Porque se eu encontrasse uma celebridade eu não surtaria

Há muito tempo, em um momento da minha vida, eu decidi que se por acaso um dia eu encontrasse uma celebridade, por qualquer motivo, eu não surtaria. Não faria nada. Nem mesmo tiraria uma foto. Eu ficaria simplesmente na minha. Como se tudo estivesse normal. Mesmo que fosse uma celebridade que eu admirasse muito.

Porque?

Por várias razões. Três razões em especial.

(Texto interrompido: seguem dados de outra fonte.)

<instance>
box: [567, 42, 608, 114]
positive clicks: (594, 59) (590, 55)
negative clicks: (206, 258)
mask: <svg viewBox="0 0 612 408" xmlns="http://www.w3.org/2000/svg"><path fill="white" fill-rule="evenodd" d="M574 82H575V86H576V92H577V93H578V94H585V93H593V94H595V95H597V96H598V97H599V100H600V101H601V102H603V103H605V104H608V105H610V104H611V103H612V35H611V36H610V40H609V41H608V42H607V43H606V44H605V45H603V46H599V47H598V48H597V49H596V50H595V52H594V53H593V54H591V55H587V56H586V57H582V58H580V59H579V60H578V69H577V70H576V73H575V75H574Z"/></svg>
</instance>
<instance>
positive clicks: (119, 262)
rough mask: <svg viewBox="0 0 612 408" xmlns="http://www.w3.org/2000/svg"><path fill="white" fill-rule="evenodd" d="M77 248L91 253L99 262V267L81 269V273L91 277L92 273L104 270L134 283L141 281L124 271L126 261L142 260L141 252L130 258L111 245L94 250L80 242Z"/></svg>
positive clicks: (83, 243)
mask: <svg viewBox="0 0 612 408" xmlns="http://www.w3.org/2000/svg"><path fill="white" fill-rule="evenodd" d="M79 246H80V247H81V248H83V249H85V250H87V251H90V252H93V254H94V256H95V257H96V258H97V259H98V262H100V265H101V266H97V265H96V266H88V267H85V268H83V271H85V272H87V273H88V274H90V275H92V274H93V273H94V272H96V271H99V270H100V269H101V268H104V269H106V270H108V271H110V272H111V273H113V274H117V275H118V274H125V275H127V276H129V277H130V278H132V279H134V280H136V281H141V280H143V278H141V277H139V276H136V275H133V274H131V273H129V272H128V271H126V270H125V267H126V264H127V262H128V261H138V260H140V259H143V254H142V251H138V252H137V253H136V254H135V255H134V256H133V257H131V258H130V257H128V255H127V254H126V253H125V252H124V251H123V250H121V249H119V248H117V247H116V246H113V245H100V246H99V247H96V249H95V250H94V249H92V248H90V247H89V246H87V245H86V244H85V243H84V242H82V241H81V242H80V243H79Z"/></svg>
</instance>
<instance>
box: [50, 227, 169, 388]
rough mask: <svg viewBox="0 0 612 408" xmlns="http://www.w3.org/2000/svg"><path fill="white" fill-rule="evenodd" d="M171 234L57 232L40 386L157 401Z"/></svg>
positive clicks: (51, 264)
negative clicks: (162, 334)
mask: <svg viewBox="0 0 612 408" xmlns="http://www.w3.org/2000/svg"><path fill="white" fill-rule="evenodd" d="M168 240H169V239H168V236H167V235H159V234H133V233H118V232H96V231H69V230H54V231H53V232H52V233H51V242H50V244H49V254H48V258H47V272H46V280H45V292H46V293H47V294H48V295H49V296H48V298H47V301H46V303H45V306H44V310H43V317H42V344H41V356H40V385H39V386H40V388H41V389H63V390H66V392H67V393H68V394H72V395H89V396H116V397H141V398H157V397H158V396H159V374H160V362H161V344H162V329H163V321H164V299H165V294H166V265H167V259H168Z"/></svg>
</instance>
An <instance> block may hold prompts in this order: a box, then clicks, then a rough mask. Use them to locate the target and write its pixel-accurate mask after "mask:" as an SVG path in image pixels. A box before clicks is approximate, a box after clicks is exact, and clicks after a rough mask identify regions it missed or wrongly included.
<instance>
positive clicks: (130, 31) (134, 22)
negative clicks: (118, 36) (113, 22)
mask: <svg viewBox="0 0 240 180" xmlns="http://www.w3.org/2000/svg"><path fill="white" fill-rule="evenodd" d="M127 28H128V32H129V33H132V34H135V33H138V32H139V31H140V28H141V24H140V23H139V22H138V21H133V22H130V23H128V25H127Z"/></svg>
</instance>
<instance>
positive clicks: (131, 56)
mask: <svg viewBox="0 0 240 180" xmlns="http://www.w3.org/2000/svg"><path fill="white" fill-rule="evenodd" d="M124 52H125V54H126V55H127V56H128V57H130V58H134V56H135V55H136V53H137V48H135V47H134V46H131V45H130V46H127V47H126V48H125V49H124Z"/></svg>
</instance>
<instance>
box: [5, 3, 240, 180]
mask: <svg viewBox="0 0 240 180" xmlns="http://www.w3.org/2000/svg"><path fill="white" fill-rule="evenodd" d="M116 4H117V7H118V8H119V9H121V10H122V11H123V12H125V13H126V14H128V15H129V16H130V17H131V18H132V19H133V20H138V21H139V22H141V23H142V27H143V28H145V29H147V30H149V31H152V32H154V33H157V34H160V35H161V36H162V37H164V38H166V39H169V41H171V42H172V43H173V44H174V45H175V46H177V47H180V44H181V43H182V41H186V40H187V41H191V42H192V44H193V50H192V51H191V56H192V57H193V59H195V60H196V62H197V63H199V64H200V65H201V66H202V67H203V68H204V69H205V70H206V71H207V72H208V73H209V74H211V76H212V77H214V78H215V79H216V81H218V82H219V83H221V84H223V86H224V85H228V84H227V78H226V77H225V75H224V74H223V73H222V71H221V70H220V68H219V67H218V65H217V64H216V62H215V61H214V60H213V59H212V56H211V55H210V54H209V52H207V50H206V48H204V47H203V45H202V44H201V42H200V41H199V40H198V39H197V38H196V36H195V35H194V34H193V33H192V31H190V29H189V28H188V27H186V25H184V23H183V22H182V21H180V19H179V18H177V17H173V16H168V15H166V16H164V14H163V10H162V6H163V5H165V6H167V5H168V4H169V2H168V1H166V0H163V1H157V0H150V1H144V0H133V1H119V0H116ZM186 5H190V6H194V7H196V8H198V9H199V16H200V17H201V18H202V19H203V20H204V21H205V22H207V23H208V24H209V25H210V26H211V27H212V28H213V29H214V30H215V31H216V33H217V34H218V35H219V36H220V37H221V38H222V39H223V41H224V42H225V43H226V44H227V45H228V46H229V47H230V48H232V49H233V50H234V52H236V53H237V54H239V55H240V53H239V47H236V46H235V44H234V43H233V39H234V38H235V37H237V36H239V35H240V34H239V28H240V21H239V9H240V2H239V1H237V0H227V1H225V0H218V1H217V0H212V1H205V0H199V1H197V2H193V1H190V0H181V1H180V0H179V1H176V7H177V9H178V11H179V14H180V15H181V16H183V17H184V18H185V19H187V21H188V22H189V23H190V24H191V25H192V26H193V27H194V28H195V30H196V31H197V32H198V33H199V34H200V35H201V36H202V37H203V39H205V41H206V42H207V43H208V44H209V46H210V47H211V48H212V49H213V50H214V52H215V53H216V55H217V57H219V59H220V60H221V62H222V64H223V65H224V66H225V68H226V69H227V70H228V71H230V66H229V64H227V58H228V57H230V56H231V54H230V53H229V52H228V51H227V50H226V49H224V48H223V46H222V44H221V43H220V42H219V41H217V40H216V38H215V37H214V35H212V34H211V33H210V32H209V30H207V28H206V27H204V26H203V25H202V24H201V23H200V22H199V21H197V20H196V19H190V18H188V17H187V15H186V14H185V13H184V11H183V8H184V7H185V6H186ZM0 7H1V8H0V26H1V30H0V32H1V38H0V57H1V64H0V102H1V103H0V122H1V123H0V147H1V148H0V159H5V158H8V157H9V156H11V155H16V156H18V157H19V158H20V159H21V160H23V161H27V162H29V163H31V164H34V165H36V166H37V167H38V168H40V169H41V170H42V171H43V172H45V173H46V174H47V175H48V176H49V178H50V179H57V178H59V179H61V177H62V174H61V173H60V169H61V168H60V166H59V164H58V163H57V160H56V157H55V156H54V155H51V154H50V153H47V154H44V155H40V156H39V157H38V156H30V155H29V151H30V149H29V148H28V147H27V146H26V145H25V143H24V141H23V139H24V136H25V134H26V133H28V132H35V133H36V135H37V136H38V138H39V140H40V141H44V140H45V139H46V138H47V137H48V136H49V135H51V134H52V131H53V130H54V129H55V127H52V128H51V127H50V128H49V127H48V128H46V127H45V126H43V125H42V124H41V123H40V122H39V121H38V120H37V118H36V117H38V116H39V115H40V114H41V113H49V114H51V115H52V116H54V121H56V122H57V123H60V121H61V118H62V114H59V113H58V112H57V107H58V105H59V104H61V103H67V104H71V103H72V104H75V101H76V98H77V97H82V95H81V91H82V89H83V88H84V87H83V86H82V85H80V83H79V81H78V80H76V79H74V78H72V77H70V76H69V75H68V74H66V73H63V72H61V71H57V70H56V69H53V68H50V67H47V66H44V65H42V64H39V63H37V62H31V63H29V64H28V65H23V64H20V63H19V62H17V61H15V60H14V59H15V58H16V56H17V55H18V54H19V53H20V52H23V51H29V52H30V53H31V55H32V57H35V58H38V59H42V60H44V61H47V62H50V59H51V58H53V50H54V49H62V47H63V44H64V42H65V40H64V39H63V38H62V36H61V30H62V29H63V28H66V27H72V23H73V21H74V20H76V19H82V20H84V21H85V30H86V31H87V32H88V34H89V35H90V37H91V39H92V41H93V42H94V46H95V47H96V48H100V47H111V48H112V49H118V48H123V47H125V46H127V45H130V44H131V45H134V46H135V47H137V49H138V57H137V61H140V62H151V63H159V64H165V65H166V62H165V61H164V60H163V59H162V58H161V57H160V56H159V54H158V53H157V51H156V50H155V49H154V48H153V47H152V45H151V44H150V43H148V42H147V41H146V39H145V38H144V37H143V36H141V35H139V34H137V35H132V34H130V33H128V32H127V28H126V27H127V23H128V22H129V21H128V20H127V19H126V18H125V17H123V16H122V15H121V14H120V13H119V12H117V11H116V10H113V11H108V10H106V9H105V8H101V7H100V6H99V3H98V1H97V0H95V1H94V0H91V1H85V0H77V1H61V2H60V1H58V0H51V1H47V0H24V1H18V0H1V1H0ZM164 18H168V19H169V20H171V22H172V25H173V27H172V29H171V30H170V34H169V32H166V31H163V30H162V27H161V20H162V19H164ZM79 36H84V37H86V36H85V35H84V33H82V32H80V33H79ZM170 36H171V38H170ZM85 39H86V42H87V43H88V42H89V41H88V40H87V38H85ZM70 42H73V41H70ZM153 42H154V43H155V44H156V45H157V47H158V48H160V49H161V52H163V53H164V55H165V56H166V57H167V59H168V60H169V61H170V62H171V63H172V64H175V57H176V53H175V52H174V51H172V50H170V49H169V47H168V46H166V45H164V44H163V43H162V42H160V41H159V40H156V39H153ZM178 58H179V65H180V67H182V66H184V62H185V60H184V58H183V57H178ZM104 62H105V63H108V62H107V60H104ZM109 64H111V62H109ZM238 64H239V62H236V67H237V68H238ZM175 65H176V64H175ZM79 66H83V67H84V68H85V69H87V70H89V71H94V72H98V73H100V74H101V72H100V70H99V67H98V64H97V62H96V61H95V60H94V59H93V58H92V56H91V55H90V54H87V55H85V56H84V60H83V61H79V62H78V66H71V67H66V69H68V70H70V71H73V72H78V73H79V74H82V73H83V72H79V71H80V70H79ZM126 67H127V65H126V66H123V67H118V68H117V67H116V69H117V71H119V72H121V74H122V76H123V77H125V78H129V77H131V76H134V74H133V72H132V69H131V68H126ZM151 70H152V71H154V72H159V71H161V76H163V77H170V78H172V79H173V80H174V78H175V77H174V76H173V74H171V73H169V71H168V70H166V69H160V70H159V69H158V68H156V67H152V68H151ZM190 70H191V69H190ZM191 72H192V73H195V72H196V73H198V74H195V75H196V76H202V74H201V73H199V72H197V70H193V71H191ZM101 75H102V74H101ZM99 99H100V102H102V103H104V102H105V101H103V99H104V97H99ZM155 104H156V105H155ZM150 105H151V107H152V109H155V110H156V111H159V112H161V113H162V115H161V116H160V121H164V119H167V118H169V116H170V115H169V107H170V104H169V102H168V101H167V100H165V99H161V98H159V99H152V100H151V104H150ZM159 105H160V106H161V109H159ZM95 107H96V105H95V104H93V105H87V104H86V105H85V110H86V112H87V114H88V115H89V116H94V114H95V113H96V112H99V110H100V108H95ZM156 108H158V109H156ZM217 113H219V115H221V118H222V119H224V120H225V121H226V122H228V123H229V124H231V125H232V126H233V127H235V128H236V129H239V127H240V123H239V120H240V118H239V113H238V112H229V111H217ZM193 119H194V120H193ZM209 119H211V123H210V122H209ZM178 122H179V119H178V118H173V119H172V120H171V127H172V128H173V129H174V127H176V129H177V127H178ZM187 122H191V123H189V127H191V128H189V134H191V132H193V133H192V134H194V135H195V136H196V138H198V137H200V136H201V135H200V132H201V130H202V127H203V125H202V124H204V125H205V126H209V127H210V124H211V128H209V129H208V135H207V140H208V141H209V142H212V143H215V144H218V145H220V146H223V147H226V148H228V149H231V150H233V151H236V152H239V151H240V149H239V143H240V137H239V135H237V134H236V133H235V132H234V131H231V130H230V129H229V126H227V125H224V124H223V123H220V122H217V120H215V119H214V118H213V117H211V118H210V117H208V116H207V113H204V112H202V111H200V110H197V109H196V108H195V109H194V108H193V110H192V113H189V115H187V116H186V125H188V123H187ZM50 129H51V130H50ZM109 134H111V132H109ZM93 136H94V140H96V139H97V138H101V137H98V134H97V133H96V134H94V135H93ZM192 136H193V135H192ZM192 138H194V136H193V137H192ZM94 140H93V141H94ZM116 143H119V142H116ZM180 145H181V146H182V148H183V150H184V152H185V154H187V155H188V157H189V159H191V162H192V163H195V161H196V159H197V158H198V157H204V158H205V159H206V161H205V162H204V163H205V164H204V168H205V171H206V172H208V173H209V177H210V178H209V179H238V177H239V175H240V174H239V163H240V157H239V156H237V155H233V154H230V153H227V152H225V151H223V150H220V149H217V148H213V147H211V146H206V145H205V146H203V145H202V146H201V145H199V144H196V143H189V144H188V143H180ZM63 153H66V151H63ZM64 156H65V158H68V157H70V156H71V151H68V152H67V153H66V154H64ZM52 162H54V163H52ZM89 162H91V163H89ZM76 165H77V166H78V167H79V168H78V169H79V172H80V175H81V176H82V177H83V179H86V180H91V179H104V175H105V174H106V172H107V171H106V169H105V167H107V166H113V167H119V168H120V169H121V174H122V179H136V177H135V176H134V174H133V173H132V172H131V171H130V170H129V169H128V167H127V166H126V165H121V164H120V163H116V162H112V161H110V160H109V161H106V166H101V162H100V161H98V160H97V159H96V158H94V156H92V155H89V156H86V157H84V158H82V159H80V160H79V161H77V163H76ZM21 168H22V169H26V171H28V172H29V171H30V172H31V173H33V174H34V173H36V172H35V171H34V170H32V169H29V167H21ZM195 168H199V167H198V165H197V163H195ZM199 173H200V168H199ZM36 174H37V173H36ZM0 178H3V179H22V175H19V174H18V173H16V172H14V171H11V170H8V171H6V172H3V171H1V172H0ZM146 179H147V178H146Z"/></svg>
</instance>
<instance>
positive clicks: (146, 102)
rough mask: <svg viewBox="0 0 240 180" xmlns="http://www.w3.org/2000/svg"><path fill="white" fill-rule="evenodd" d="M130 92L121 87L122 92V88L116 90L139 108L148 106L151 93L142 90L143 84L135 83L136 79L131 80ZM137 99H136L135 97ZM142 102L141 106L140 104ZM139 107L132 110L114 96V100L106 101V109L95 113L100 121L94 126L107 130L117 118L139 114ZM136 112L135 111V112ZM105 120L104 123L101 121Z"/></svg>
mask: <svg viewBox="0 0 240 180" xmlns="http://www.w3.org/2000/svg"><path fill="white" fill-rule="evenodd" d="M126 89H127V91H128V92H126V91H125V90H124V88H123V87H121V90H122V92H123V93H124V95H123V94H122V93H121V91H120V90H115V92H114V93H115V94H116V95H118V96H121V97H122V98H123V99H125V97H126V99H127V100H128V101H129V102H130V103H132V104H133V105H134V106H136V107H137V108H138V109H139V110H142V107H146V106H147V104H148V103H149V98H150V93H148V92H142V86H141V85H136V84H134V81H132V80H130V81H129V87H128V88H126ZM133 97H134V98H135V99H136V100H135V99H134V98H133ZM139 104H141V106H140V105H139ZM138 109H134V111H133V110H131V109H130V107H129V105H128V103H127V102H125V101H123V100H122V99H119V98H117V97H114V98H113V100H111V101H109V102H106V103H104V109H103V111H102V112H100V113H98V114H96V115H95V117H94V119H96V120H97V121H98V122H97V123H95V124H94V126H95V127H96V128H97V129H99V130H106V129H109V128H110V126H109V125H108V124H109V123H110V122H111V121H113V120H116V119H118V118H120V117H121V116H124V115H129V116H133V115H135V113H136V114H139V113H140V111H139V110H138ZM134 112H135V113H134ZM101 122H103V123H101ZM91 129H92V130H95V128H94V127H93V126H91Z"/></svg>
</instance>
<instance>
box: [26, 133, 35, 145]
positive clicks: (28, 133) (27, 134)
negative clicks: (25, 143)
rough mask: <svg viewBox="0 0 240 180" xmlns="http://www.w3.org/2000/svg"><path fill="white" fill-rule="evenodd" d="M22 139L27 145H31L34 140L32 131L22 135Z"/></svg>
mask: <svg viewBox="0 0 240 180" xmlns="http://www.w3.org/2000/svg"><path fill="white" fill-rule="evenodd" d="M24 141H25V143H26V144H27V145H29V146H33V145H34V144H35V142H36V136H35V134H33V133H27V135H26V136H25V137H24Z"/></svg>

A primeira e principal, é que fazer isso seria um ato de idolatria. Idolatria viola o primeiro mandamento de Deus ("Não terás outros deuses além de mim. Não farás para ti nenhum ídolo, nenhuma imagem de qualquer coisa no céu, na terra, ou nas águas debaixo da terra. Não te prostrarás diante deles nem lhes prestará culto." Êxodo 20 3-4-5). Eu posso não ser uma cristã fervorosa (Simpatizo com o cristianismo e até adoto alguns de seus princípios para mim, mas me considero mais uma teísta irreligiosa. Ou seja, eu acredito em Deus sem obedecer a nenhuma religião), mas levo a sério os mandamentos de Deus, por achar que eles estão certos e fazem muito sentido. E esse da idolatria faz total sentido. Deus não quer que nós adoremos nenhum outro Deus não porque Ele seja narcisista, ou porque nos quer inteiramente para Ele, e sim porque Ele sabe que toda imagem que nós adorarmos que não seja Ele, seria falsa em relação a Ele. Afinal de contas, ninguém se compara a Deus. Logo tudo que nós adorarmos no lugar dEle é meramente um substituto muito pobre em relação a Ele, falso. Isso é até mesmo confirmado no livro Jesus, O Maior Psicólogo Que Já Existiu: "Algumas pessoas tem dificuldade em relacionar-se com Deus, mas, como precisam ligar-se a alguma coisa, colocam objetos no lugar dele. É assim que Jesus definia a idolatria." (No caso seria o ídolo no lugar do objeto). Fora que os outros Deus não existem (Sei que isso geraria muita discussão, mas é o que eu acho). Fora que idolatria faz muito mal à saúde mental (Basta ver aqueles fãs completamente lunáticos), ela é um precursor para gerar o transtorno de erotomania, que leva ao stalking, a ameaças de morte, a sequestro e a outros crimes. Adorar Deus é a única adoração saudável, a correta. Lógico que também existe fanatismo não saudável por Deus, mas adorar Deus basicamente é o correto. Surtar irracionalmente diante de uma celebridade, significa que eu fico extasiada pela presença dela, e se eu fico extasiada pela presença dela eu a estou adorando, eu a estou tratando como um ser divino, eu estou a colocando no mesmo patamar de Deus. Deus é a única presença pela qual eu deveria ficar extasiada, louca, desesperada. Porque Ele é o único digno disso. O único que merece isso. Os outros são meros mortais, assim como eu. A fama e o dinheiro não mudam isso.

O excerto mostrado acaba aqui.